Will
Will

Reputation: 651

Formatting a broken y axis in python matplotlib

I have a (reasonably complicated) bar chart that I'm working on in matplotlib. It contains summary data from a number of sources which are each labelled along the x axis, with a range of results on the y axis. A number of results are outliers, and I've attempted to use a broken y axis to show these results without distorting the whole graph using a combination of this method for inserting a broken y axis, and this method for aligning subplots on a grid (the outliers are concentrated around a specific point, so the upper graph can be quite small).

The resulting graph looks a bit like this

Example graph

The problem is that the diagonal lines are clearly at different angles above and below the break in the y axis. I don't understand why.

The code I am using is below. Apologies for the complexity, I've had to do a lot of modifications to different axes to make this work...

    import matplotlib.pyplot as plt
    import numpy as np
    import pandas as pd
    from matplotlib.gridspec import GridSpec

    data = pd.DataFrame.from_dict(
        {
            "low": {
                "Record 1": 5,
                "Record 2": 10,
                "Record 3": 15,
                "Record 4": 20,
                "Record 5": 25,
                "Record 6": 30,
                "Record 7": 35,
                "Record 8": 40,
                "Record 9": 45,
                "Record 10": 50,
            },
            "high": {
                "Record 1": 25,
                "Record 2": 100,
                "Record 3": 225,
                "Record 4": 25,
                "Record 5": 100,
                "Record 6": 10000,
                "Record 7": 25,
                "Record 8": 100,
                "Record 9": 225,
                "Record 10": 25,
            },
        }
    )

    mm = (146, 90)  # x value then y value
    inches = (mm[0] / 25.4, mm[1] / 25.4)

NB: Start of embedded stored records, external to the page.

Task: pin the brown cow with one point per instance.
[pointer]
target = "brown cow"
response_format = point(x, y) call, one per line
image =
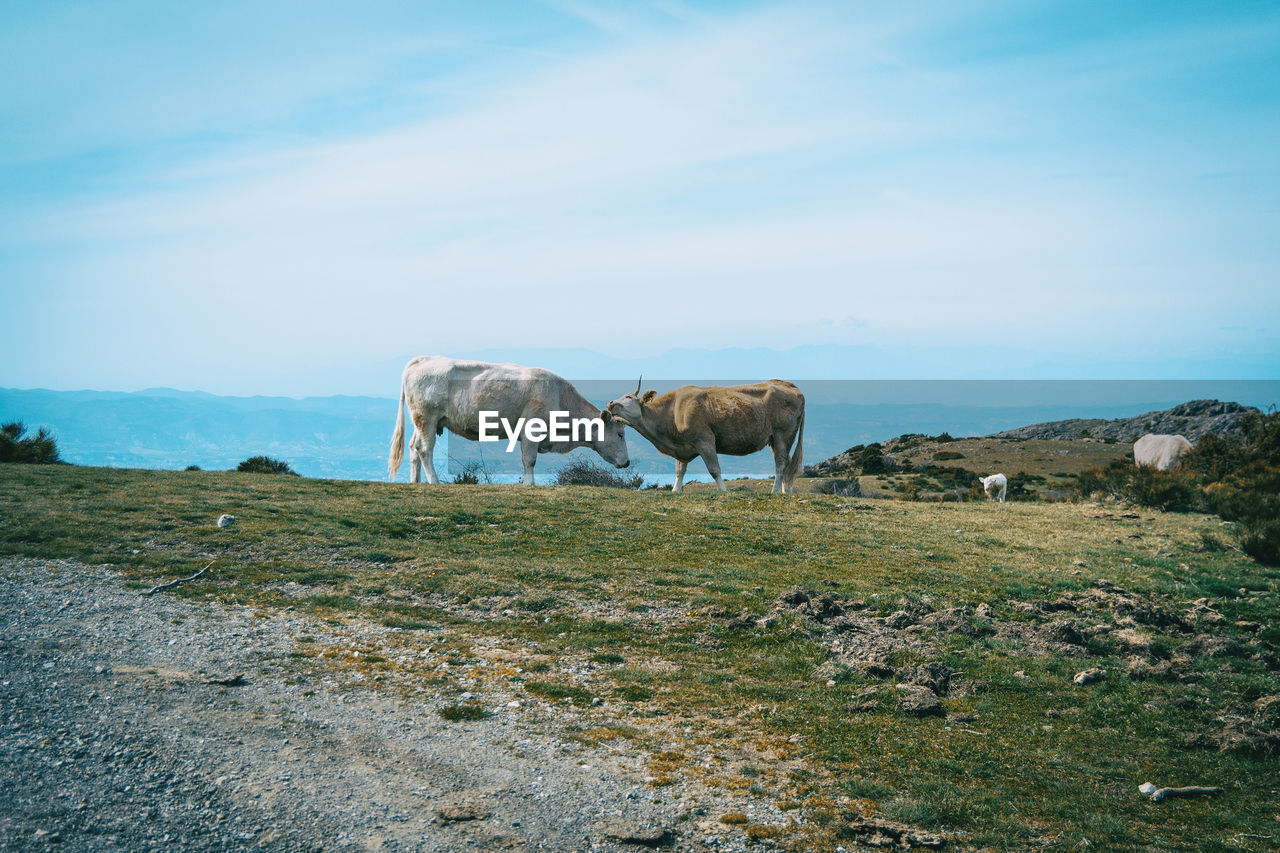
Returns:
point(737, 420)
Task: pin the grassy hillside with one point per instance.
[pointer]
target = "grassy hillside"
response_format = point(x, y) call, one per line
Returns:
point(680, 614)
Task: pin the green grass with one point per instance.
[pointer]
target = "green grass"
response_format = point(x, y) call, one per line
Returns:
point(571, 571)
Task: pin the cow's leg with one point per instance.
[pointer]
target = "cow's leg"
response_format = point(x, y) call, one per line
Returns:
point(415, 468)
point(425, 445)
point(712, 463)
point(529, 457)
point(780, 463)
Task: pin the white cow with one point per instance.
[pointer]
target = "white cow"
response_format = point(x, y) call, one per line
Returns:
point(995, 487)
point(447, 393)
point(1160, 452)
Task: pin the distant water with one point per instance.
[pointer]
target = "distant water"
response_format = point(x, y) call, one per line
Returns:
point(348, 437)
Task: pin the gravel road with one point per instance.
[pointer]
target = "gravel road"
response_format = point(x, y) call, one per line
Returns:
point(117, 734)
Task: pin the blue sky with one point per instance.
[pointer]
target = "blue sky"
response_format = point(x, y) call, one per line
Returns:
point(287, 197)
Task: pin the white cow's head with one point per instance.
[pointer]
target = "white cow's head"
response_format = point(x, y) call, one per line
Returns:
point(613, 446)
point(630, 407)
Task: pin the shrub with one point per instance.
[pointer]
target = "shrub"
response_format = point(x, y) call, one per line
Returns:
point(872, 460)
point(1019, 486)
point(839, 487)
point(584, 473)
point(471, 473)
point(464, 712)
point(265, 465)
point(40, 448)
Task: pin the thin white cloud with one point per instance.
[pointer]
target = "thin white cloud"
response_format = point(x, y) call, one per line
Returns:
point(722, 183)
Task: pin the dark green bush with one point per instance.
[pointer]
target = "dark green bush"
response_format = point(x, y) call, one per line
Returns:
point(839, 487)
point(471, 473)
point(584, 473)
point(872, 460)
point(265, 465)
point(1019, 486)
point(40, 448)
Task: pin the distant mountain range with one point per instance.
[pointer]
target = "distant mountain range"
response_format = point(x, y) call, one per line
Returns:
point(348, 437)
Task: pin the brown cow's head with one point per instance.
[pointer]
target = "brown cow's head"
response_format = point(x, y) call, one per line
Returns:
point(613, 445)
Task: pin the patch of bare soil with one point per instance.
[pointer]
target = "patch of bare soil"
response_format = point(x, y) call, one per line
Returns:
point(135, 723)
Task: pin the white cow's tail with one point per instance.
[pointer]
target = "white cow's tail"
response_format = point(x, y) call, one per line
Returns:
point(792, 469)
point(397, 438)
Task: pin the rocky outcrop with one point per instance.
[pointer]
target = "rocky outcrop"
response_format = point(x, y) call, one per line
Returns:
point(1191, 419)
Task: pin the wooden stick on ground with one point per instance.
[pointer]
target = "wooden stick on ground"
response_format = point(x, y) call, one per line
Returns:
point(181, 580)
point(1166, 793)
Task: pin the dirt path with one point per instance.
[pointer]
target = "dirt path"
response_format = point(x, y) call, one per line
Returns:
point(115, 738)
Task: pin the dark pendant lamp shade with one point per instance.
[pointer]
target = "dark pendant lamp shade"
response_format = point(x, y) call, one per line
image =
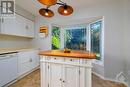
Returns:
point(65, 10)
point(46, 12)
point(48, 2)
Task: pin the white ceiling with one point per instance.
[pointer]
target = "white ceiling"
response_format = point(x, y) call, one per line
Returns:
point(33, 6)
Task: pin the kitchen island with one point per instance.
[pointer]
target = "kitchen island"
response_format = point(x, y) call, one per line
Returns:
point(59, 69)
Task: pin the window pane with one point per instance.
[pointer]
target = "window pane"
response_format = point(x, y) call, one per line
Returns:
point(75, 39)
point(95, 29)
point(55, 38)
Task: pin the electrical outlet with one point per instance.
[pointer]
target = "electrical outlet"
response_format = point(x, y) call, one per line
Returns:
point(129, 72)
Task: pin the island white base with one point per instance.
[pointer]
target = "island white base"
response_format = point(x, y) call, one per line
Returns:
point(65, 72)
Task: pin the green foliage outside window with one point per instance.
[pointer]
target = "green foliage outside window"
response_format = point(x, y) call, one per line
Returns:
point(95, 29)
point(55, 38)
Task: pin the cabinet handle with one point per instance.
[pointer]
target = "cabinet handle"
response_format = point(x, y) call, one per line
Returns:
point(71, 60)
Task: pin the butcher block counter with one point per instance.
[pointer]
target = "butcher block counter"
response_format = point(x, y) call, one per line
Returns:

    fig = plt.figure(figsize=inches)
    fig.text(0.02, 0.6, r"Y axis label", va="center", rotation="vertical", fontsize=12)
    gs = GridSpec(2, 2, height_ratios=[1, 4])

    ax = fig.add_subplot(gs.new_subplotspec((0, 0), colspan=2))
    ax2 = fig.add_subplot(gs.new_subplotspec((1, 0), colspan=2))
    palette = plt.get_cmap("tab20")

    indx = np.arange(len(data.index))

    labs = data.index.tolist()
    labs.insert(0, "")

    ax.tick_params(axis="both", which="major", labelsize=10)
    ax2.tick_params(axis="both", which="major", labelsize=10)
    ax2.set_xticklabels((labs), rotation=45, fontsize=10, horizontalalignment="right")
    ax.set_xticklabels(())
    ax.set_xticks(np.arange(-1, len(data.index) + 1, 1.0))
    ax2.set_xticks(np.arange(-1, len(data.index) + 1, 1.0))

    ax.set_yticks(np.arange(0, max(data["high"]) + 10, 100))
    ax2.set_yticks(np.arange(0, max(data["high"]) + 10, 100))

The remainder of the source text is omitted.